Kentte küreselleşmenin de etkisiyle birlikte çeşitli toplumsal grupların yaşam alanlarının sınırlarının belirgin biçimde ayrılmasıyla birlikte tüketim mekanında da bu şekilde bir ayrımdan bahsedebiliriz. “En azından görüntüde kentli kalıbı olmayana dev

alışveriş merkezlerinin kapısı kapalı sanki. Buralar, esasen kentin ortasından geçen o görünmez kesin çizgiyi çeken mekanların başında geliyor: Köylüye geçit yok; taşralı kendini gizleyebilirse ne ala... Hoş, tartı sadece kılıkla yapıldığından gözlemek o kadar zor değil.
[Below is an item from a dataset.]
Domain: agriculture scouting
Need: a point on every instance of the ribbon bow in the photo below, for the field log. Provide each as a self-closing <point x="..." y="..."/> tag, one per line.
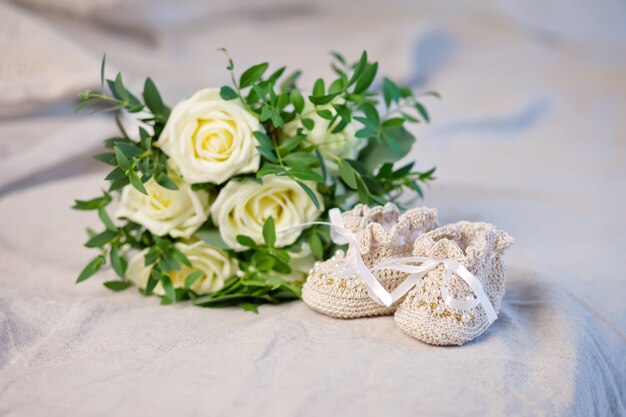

Çizginin ötesinde kalanlar ise Kapalıçarşı' da, Mahmutpaşa' da dolanacaklar artık” (Uğur, 2002: 132). Bireyin farklı olmaya çalışmasında alışveriş merkezleri köprü görevi görür. Tüketim tabakalaşma göstergesi olarak bir işlev görmesi mümkündür. Üst sınıfların gitmeyi tercih ettiği alışveriş merkezleri ile alt sınıfa mensup kişilerin tercih ettiği alışveriş merkezi birbirinden farklılık arzeder. Bu noktada Akmerkez'e giden kitle ile diğer bir alışveriş merkezine giden kitle birbirinden farklıdır.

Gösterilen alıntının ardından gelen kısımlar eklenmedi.